The UN says the problems of climate change, a pandemic, and a war in Ukraine threaten to push tens of millions of people to the brink of food insecurity, followed by malnutrition and mass starvation, the organization said. The UN has already voiced concerns about the effects of the crisis on humanitarian aid and says that the high price of wheat is leading to higher mortality rates and malnutrition.
Global food crisis
The UN warns that a Russian invasion of Ukraine could create a global food crisis that will last for years.
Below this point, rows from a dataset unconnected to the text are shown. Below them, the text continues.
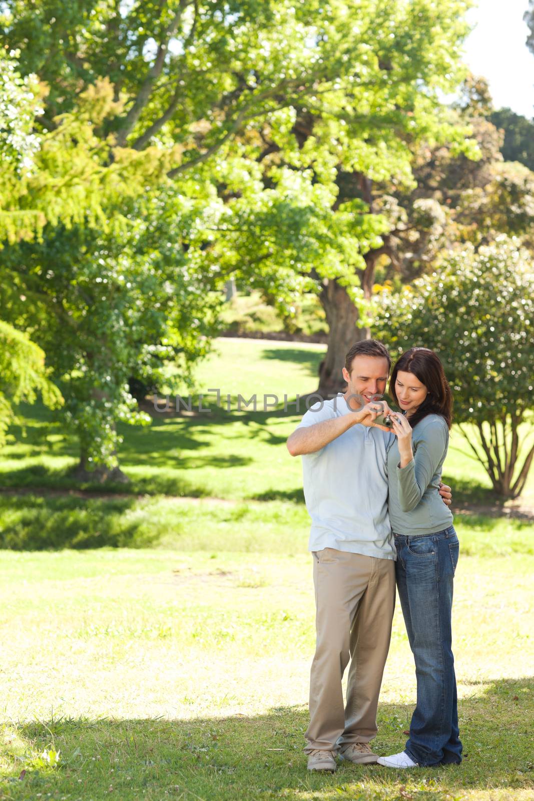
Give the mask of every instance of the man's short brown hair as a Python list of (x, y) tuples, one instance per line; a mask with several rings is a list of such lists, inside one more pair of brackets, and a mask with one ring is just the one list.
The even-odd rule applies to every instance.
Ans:
[(391, 367), (391, 357), (390, 356), (387, 348), (385, 345), (383, 345), (381, 342), (378, 340), (361, 340), (359, 342), (356, 342), (353, 344), (350, 351), (345, 356), (345, 368), (347, 372), (350, 374), (352, 370), (352, 362), (354, 357), (356, 356), (377, 356), (379, 359), (387, 359), (387, 372), (389, 372)]

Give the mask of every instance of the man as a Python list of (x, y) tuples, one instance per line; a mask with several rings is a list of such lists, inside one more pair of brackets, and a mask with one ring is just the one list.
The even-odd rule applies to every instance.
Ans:
[[(287, 440), (291, 456), (303, 457), (311, 517), (317, 642), (304, 749), (311, 771), (335, 771), (338, 753), (359, 764), (377, 759), (368, 743), (377, 732), (391, 633), (395, 552), (386, 472), (394, 435), (375, 420), (387, 410), (375, 401), (390, 368), (380, 342), (356, 343), (345, 359), (345, 393), (311, 406)], [(448, 498), (449, 489), (440, 492)], [(341, 682), (349, 659), (343, 707)]]

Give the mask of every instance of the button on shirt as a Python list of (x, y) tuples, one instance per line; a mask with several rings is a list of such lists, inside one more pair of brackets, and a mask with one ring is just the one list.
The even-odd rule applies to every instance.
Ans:
[[(299, 428), (352, 414), (343, 394), (314, 404)], [(394, 435), (359, 424), (303, 456), (304, 497), (311, 517), (308, 549), (395, 559), (387, 516), (386, 452)]]

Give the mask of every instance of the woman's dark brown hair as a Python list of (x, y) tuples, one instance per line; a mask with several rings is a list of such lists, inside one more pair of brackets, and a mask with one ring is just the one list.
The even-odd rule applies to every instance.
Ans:
[(397, 406), (399, 404), (395, 392), (395, 382), (399, 370), (412, 372), (428, 390), (421, 405), (410, 417), (412, 428), (417, 425), (428, 414), (440, 414), (450, 429), (452, 422), (452, 395), (443, 365), (434, 351), (428, 348), (411, 348), (397, 360), (389, 380), (389, 394)]

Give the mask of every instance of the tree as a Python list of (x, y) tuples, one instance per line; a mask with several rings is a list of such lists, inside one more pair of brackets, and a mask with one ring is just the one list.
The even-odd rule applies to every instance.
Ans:
[(509, 108), (500, 108), (488, 117), (503, 131), (500, 152), (504, 161), (519, 161), (534, 171), (534, 123)]
[(455, 421), (505, 498), (521, 493), (534, 457), (533, 318), (532, 256), (503, 235), (477, 252), (466, 245), (449, 254), (400, 293), (383, 292), (373, 326), (394, 357), (413, 345), (438, 353)]
[(38, 393), (50, 409), (62, 405), (50, 372), (45, 367), (44, 352), (21, 331), (0, 320), (0, 447), (16, 420), (14, 405), (21, 400), (34, 403)]
[(524, 12), (524, 20), (528, 26), (530, 33), (527, 37), (527, 47), (528, 50), (534, 53), (534, 2), (533, 0), (528, 0), (528, 9)]
[[(101, 147), (94, 159), (98, 170), (113, 177), (117, 165), (136, 165), (135, 154), (140, 164), (153, 161), (156, 165), (154, 174), (142, 173), (140, 180), (132, 175), (135, 191), (126, 191), (130, 199), (126, 214), (121, 214), (119, 191), (106, 198), (101, 231), (91, 224), (92, 235), (82, 231), (71, 235), (60, 227), (46, 233), (46, 247), (32, 251), (34, 258), (26, 249), (25, 261), (33, 264), (34, 291), (43, 290), (43, 304), (38, 306), (54, 309), (58, 335), (66, 313), (76, 326), (63, 330), (78, 332), (77, 345), (95, 336), (88, 310), (94, 298), (105, 296), (98, 296), (93, 284), (102, 277), (102, 284), (114, 286), (115, 278), (125, 275), (125, 259), (118, 257), (119, 252), (129, 254), (128, 276), (143, 272), (134, 261), (143, 254), (125, 229), (116, 229), (116, 241), (110, 239), (106, 229), (110, 223), (114, 231), (117, 219), (132, 220), (132, 215), (143, 214), (143, 203), (172, 207), (170, 180), (175, 202), (183, 208), (208, 208), (207, 215), (195, 218), (200, 223), (193, 227), (193, 245), (187, 228), (192, 218), (187, 214), (179, 214), (178, 224), (184, 227), (171, 227), (174, 239), (164, 240), (169, 244), (167, 259), (175, 244), (172, 258), (177, 260), (179, 284), (189, 285), (192, 270), (196, 277), (191, 282), (191, 292), (198, 300), (206, 288), (217, 288), (219, 280), (241, 275), (283, 303), (311, 273), (325, 282), (325, 303), (331, 294), (328, 287), (341, 288), (334, 294), (348, 312), (348, 324), (347, 330), (338, 328), (339, 336), (355, 338), (359, 329), (352, 300), (355, 294), (364, 294), (357, 286), (366, 271), (363, 253), (377, 244), (383, 221), (379, 215), (369, 215), (365, 201), (338, 197), (335, 165), (375, 179), (393, 174), (408, 178), (410, 143), (424, 136), (456, 141), (461, 147), (464, 130), (438, 112), (440, 92), (450, 91), (458, 80), (459, 46), (467, 31), (464, 10), (462, 0), (444, 0), (439, 7), (432, 0), (403, 4), (366, 0), (357, 6), (342, 0), (328, 4), (322, 0), (296, 4), (289, 0), (175, 0), (163, 6), (145, 0), (103, 5), (96, 0), (74, 5), (66, 0), (36, 0), (31, 8), (23, 0), (6, 0), (0, 20), (4, 39), (8, 46), (20, 47), (22, 74), (35, 73), (47, 87), (41, 118), (45, 135), (53, 141), (64, 120), (74, 124), (80, 99), (88, 93), (94, 97), (96, 91), (96, 102), (102, 95), (100, 76), (105, 76), (113, 94), (105, 103), (102, 99), (105, 107), (90, 126), (91, 141)], [(270, 158), (274, 156), (271, 144), (265, 152), (266, 126), (283, 157), (278, 163)], [(139, 183), (144, 184), (143, 202)], [(150, 230), (153, 222), (147, 219), (141, 226)], [(76, 224), (86, 226), (83, 212)], [(150, 261), (151, 246), (146, 237), (141, 239), (149, 248)], [(69, 272), (59, 260), (60, 275), (52, 269), (50, 276), (50, 263), (64, 245), (77, 271)], [(120, 271), (114, 268), (113, 280), (106, 272), (108, 253), (120, 263)], [(97, 265), (90, 265), (90, 256), (97, 265), (99, 260), (104, 261), (103, 277)], [(18, 271), (14, 265), (21, 264), (20, 259), (14, 257), (10, 264), (19, 281), (28, 279), (24, 262)], [(171, 266), (166, 260), (165, 270)], [(337, 277), (343, 283), (336, 284)], [(167, 272), (158, 280), (175, 279)], [(86, 299), (82, 304), (85, 313), (77, 314), (73, 299), (89, 281), (93, 281), (91, 292), (85, 286)], [(187, 292), (178, 296), (187, 305)], [(100, 304), (109, 318), (102, 322), (108, 340), (112, 334), (114, 341), (124, 344), (115, 337), (111, 318), (118, 312), (109, 304), (111, 296), (124, 300), (126, 305), (121, 300), (119, 307), (125, 313), (130, 301), (143, 303), (122, 287)], [(9, 307), (15, 316), (26, 313), (11, 300)], [(330, 306), (333, 320), (335, 301)], [(192, 303), (191, 308), (200, 305)], [(182, 314), (186, 322), (189, 319), (187, 310), (171, 312), (169, 306), (166, 313), (175, 319)], [(34, 320), (36, 332), (42, 330), (44, 319), (42, 313)], [(204, 316), (195, 319), (202, 321)], [(193, 330), (203, 331), (202, 325)], [(135, 347), (121, 345), (123, 356), (134, 359), (146, 348), (147, 342), (141, 340), (147, 329), (142, 326), (138, 332)], [(158, 333), (162, 337), (159, 346), (166, 337), (163, 329)], [(185, 329), (175, 336), (178, 348), (182, 336)], [(197, 344), (200, 341), (197, 337)], [(336, 344), (329, 353), (339, 359), (342, 350)], [(79, 418), (82, 427), (90, 421), (102, 424), (98, 437), (94, 429), (89, 437), (91, 458), (112, 468), (117, 440), (110, 409), (128, 404), (114, 405), (111, 398), (117, 396), (114, 390), (110, 395), (106, 379), (106, 392), (98, 402), (108, 411), (99, 417), (93, 413), (94, 398), (90, 402), (86, 393), (91, 392), (91, 381), (101, 392), (102, 376), (110, 375), (112, 368), (122, 381), (122, 362), (115, 364), (108, 347), (108, 355), (94, 373), (95, 363), (88, 348), (70, 351), (71, 372), (83, 369), (87, 378), (87, 413)], [(82, 362), (75, 356), (78, 352)], [(113, 347), (111, 353), (117, 355)], [(77, 367), (78, 362), (82, 368)], [(335, 371), (327, 364), (323, 372), (327, 376)]]

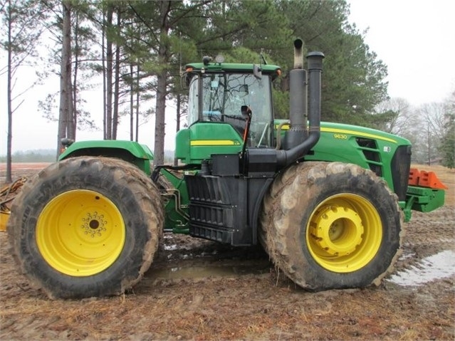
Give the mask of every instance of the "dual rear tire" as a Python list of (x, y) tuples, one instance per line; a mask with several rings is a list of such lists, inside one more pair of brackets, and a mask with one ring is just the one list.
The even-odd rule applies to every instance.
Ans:
[(392, 271), (402, 215), (372, 172), (305, 162), (279, 175), (266, 196), (260, 241), (276, 266), (310, 290), (362, 288)]
[(159, 193), (129, 162), (75, 157), (26, 183), (8, 233), (21, 271), (51, 298), (108, 296), (137, 283), (162, 233)]

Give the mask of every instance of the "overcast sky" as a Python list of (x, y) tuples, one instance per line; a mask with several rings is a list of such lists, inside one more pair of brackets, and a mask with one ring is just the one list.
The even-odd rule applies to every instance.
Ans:
[[(454, 0), (347, 0), (350, 21), (365, 34), (365, 42), (388, 67), (389, 95), (418, 106), (441, 102), (455, 91), (455, 1)], [(2, 55), (0, 68), (6, 65)], [(33, 70), (26, 70), (21, 85)], [(21, 84), (19, 84), (21, 85)], [(38, 112), (37, 102), (50, 89), (58, 88), (58, 80), (27, 93), (26, 101), (13, 121), (13, 152), (18, 150), (54, 149), (57, 125)], [(0, 78), (0, 155), (6, 154), (6, 82)], [(92, 98), (90, 112), (100, 116), (103, 101)], [(86, 107), (88, 106), (86, 106)], [(174, 110), (167, 107), (168, 114)], [(166, 148), (173, 149), (175, 128), (167, 124)], [(129, 139), (127, 125), (122, 125), (119, 138)], [(140, 142), (153, 146), (152, 122), (140, 130)], [(103, 138), (99, 132), (78, 132), (78, 140)]]

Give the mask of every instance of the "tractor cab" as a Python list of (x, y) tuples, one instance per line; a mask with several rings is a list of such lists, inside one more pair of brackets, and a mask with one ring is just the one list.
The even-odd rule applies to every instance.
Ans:
[(208, 58), (187, 65), (189, 127), (177, 133), (176, 157), (199, 164), (212, 154), (237, 154), (244, 146), (273, 147), (271, 82), (280, 73), (276, 65)]

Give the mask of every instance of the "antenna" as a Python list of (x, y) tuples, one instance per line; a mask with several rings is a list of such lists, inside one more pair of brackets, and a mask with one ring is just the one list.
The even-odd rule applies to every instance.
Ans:
[(262, 54), (262, 51), (259, 53), (259, 56), (261, 56), (261, 64), (263, 63), (264, 65), (267, 65), (267, 61), (266, 61), (264, 56)]

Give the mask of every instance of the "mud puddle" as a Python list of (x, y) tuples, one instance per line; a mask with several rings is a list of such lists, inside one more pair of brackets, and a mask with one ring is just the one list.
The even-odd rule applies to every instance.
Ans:
[(268, 256), (259, 246), (233, 247), (164, 234), (160, 248), (157, 261), (147, 274), (152, 280), (236, 278), (270, 272)]
[(244, 275), (261, 275), (270, 271), (267, 260), (256, 261), (250, 264), (234, 266), (177, 266), (170, 268), (157, 269), (152, 271), (149, 278), (157, 279), (197, 279), (217, 277), (238, 277)]
[[(410, 258), (412, 256), (411, 253), (402, 258)], [(422, 259), (417, 264), (399, 271), (387, 280), (402, 286), (418, 286), (454, 274), (455, 252), (445, 250)]]

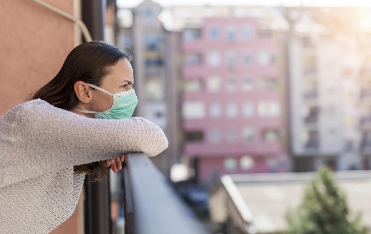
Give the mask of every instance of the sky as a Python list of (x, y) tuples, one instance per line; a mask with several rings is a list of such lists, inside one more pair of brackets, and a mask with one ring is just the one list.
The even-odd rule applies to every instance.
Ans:
[[(242, 5), (371, 7), (370, 0), (152, 0), (163, 7), (177, 5)], [(137, 6), (143, 0), (116, 0), (119, 7)]]

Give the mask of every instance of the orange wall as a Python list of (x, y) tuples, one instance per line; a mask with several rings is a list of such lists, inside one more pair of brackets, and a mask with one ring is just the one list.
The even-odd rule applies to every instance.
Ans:
[[(52, 79), (80, 43), (76, 26), (63, 16), (30, 0), (1, 1), (0, 116)], [(45, 1), (80, 16), (78, 0)], [(82, 233), (83, 197), (73, 215), (51, 233)]]
[[(46, 1), (73, 14), (74, 0)], [(0, 22), (1, 116), (52, 79), (75, 42), (73, 22), (30, 0), (1, 1)]]

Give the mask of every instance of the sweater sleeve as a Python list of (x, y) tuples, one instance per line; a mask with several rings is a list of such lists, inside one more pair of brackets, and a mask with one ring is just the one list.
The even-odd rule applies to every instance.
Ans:
[(126, 153), (154, 156), (168, 145), (163, 130), (145, 118), (88, 118), (39, 98), (9, 111), (0, 118), (3, 124), (0, 187)]

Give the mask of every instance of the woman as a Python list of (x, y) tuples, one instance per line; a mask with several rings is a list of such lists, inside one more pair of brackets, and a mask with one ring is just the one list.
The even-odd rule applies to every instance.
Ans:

The UN believes that some countries may even face prolonged famine if Ukraine's exports do not recover to pre-war levels. The Russian invasion forced Ukraine to halt shipments from its ports, which exported huge amounts of vegetable oil in peacetime, as well as grains such as corn and wheat. This reduced the global supply and caused the prices of alternative products to skyrocket. According to the UN, world food prices are now almost 30% higher than at the same time last year.
Consequences of the war
Russia and Ukraine account for 30% of the world's wheat supply, and before the war, Ukraine was considered the world's breadbasket, exporting 4.5 million tons of agricultural products per month through its ports. But since the war began, exports have collapsed and prices have skyrocketed. They rose even higher after India banned the export of wheat. The UN says that about 20 million tons of grain from the previous crop is currently stuck in Ukraine, and if it is released, this could ease pressure on world markets.
The conflict between Ukraine and Russia is having significant effects on the global market for food, commodities, and energy. In just two years, the number of people suffering from acute food insecurity has doubled, from 135 million before the pandemic to 276 million today, according to the UN. More than half a million people live in conditions of hunger, which is 500% more than in 2016.